Immer wieder tauchen zwischen Bodensee und Neusiedler See Tiere und Pflanzen auf, die hier bisher nicht heimisch waren bzw. noch nie beobachtet werden konnten.
Unbenannt
Zelus ranardii – eine deutsche Bezeichnung für die Raubwanze gibt es noch nicht – ist nun also auch eine Grazerin. Ursprünglich stammte das Insekt aus Nord- und Mittelamerika. Vor einigen Jahren wurde es in Europa eingeschleppt und breitete sich zunächst ums Mittelmeer aus. Nun scheint sich der Vielfraß auch in Österreich etabliert zu haben. Er findet sich damit in bester Gesellschaft mit u. a. dem Kreuz-Schneckenspringer in Wien, der Buckeltanzfliege in der Steiermark und einem Saftkäfer in Salzburg.
„Leider gibt es noch keine zentrale Biodiversitätsdatenbank in Österreich, eine solche wäre dringend notwendig“, sagt Nikolaus Szucsich. Der Manager des Austrian Barcode of Life, der die DNA aus Flora und Fauna schrittweise inventarisiert, wünscht sich ein nationales Zentrum für Biodiversitätsdokumentation, so wie es Deutschland und die Schweiz bereits haben. Hierzulande dagegen führen Experten Listen zu unterschiedlichen Organismengruppen, nur wenige sind frei zugänglich. Die Aktualität der publizierten Daten lässt zudem zu wünschen übrig.
Ein Fünftel der Insektenarten beschrieben
Ob Citizen Scientists oder studierte Kollegen – die geografische Lage und die abwechslungsreiche Landschaft in Österreich bieten Spürnasen ein großes Betätigungsfeld. „Weltweit ist nur ein Fünftel der Insektenarten beschrieben. Eine neue Art zu finden, ist keine Sensation, zumindest in den Tropen“, sagt denn Herbert Zettel, Leiter der insektenkundlichen Sammlung im Naturhistorischen Museum Wien NHM.
Auch der boomende Zuzug von Arten über die Grenzen ist schnell erklärt. Zum einen trägt der Klimawandel dazu bei, dass sich wärmeliebende Spezies in neuen Lebensräumen niederlassen. So ist etwa die asiatische Tigermücke endgültig in allen Bundesländern angekommen, die zunehmend milden Winter ermöglichen ihr die Fortpflanzung.

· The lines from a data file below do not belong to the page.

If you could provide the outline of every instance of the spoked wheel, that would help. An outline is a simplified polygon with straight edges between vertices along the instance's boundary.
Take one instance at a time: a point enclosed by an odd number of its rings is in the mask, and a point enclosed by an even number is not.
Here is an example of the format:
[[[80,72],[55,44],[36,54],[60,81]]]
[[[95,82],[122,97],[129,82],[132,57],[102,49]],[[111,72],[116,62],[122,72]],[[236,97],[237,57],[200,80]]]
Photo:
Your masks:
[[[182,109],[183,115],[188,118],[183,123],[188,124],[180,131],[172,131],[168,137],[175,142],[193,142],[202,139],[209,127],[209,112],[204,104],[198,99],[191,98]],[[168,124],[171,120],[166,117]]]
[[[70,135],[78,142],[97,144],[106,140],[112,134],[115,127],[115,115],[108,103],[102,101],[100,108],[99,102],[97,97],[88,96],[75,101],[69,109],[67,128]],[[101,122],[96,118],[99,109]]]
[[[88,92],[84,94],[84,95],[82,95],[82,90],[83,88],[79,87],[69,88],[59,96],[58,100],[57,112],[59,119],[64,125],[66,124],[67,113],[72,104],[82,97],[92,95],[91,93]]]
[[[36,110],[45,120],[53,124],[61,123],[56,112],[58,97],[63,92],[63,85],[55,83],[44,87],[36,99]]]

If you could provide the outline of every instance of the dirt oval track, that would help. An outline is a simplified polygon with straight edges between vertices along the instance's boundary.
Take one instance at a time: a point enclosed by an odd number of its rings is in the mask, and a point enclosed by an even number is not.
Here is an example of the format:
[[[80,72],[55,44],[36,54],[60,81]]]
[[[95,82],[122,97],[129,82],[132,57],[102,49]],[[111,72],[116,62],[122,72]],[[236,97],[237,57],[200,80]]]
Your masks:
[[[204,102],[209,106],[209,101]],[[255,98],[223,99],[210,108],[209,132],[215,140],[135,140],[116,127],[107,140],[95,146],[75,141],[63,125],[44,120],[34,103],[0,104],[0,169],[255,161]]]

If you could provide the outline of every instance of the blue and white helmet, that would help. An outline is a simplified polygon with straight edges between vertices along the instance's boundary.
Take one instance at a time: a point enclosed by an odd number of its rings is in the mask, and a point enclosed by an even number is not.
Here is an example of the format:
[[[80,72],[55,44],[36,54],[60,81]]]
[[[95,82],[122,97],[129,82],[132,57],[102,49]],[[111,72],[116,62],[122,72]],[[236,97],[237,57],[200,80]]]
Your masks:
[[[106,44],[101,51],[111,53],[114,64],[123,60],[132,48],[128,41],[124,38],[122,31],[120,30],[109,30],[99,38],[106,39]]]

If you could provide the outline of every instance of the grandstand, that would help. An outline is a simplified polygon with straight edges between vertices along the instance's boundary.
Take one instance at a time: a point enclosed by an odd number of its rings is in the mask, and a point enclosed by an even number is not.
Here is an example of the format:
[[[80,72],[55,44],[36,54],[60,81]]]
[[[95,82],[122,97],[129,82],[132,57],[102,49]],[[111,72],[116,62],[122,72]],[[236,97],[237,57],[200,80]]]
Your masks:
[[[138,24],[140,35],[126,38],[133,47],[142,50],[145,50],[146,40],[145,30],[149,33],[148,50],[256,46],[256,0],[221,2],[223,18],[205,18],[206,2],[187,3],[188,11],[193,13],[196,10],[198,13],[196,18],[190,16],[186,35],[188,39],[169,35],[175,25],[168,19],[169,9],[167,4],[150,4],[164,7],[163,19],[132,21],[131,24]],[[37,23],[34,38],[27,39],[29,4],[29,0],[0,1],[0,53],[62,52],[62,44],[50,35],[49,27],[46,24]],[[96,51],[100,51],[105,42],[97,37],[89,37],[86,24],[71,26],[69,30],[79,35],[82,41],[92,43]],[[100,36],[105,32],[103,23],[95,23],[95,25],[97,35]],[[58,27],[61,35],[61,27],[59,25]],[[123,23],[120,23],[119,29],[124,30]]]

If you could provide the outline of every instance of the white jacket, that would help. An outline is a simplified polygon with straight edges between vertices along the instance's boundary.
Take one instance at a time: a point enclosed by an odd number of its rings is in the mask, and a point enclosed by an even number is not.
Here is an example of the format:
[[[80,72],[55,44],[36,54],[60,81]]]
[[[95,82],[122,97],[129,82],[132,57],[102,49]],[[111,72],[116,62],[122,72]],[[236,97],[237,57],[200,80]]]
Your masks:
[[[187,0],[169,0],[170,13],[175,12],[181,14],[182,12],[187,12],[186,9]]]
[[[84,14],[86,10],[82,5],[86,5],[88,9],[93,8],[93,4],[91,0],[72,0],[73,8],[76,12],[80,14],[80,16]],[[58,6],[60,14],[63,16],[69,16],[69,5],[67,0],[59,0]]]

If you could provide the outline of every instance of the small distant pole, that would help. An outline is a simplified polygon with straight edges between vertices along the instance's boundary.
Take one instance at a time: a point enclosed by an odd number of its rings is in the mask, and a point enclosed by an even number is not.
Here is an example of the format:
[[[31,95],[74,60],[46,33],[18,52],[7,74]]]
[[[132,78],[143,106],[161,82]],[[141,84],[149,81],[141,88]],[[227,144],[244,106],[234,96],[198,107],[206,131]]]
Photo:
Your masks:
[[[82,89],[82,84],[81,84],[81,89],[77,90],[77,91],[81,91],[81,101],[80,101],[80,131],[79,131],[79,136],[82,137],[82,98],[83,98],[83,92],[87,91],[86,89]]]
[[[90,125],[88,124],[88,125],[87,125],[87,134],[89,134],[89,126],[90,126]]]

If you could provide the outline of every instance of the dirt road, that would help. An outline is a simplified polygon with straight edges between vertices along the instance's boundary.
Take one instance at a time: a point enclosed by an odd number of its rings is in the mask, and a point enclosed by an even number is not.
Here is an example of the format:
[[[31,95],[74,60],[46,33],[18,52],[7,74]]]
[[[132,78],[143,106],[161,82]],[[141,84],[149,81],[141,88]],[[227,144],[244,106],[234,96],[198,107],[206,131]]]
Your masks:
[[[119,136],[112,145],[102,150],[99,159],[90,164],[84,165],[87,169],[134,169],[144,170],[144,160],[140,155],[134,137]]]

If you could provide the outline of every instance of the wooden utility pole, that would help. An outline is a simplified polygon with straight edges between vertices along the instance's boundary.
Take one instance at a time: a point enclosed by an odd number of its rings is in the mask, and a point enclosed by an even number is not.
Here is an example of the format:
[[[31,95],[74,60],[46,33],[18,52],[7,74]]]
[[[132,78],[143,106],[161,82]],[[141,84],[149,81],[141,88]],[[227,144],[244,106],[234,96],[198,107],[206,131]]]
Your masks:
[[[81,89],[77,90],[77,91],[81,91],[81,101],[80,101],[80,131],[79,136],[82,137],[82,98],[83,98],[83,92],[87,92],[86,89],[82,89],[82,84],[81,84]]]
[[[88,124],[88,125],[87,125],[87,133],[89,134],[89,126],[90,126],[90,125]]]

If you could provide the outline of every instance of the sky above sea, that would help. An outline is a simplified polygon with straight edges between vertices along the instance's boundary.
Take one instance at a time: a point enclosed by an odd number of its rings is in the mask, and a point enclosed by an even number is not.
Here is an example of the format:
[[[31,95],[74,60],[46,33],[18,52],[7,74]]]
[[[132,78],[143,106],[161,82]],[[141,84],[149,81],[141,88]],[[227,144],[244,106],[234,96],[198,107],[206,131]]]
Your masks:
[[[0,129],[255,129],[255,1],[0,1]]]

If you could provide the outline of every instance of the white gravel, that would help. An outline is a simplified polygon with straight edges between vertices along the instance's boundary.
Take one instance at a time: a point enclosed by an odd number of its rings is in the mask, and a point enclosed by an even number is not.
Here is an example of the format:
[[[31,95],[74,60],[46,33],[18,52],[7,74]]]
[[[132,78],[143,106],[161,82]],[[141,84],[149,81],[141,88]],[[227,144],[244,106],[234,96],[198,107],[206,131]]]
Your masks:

Zum anderen begünstigt die Globalisierung die Ausbreitung gebietsfremder Tiere und Pflanzen. Die winzige Schwebgarnele Heteromysis domusmaris etwa reiste als blinder Passagier mit Dekosteinen aus dem Korallendreieck ins Haus des Meeres. Die bis dahin gänzlich unbekannte Miniatur-Landschneckenart Schwammeria rumbangesis wiederum schaffte es trotz Wurzeldesinfektion und langen Fluges mit Kletter- und Bodenpflanzen ins Regenwaldhaus des Tiergartens Schönbrunn.
Apropos Schnecken: 2021 meldete das NHM gleich 33 neue Arten. Sie lebten vor 15 Millionen Jahren im tropischen Meer, das sich vom heutigen Wien bis in den Kaukasus erstreckte. Mehr als 150 Jahre warteten die versteinerten Zeitzeugen in den Laden der Sammlung auf ihren großen Auftritt.
Das Archiv als Fundgrube
„Auf fünf Millionen Fossilien kommt eine Handvoll Spezialisten“, sagt Mathias Harzhauser, Abteilungsdirektor Geologie & Paläontologie im NHM am Burgring. Für sie sind Archive wahre Fundgruben. Hin und wieder geben diese ein absolutes „Highlight“ frei – wie vor knapp 15 Jahren, als sich fossile Puzzleteile aus unzähligen Schuhschachteln zum Riesenmondfisch Austromola zusammensetzen ließen. Der Drei-Meter-Kaliber versandete einst am oberösterreichischen Meeresgrund – ein Unikat. Kleinere Enthüllungen sind weit häufiger. Wer allerdings im Gelände nach Sauriern forscht, sucht die sprichwörtliche Nadel im Heuhaufen. Citizen Scientists haben bei Raubwanze & Co jedenfalls bessere Chancen auf Entdeckungen.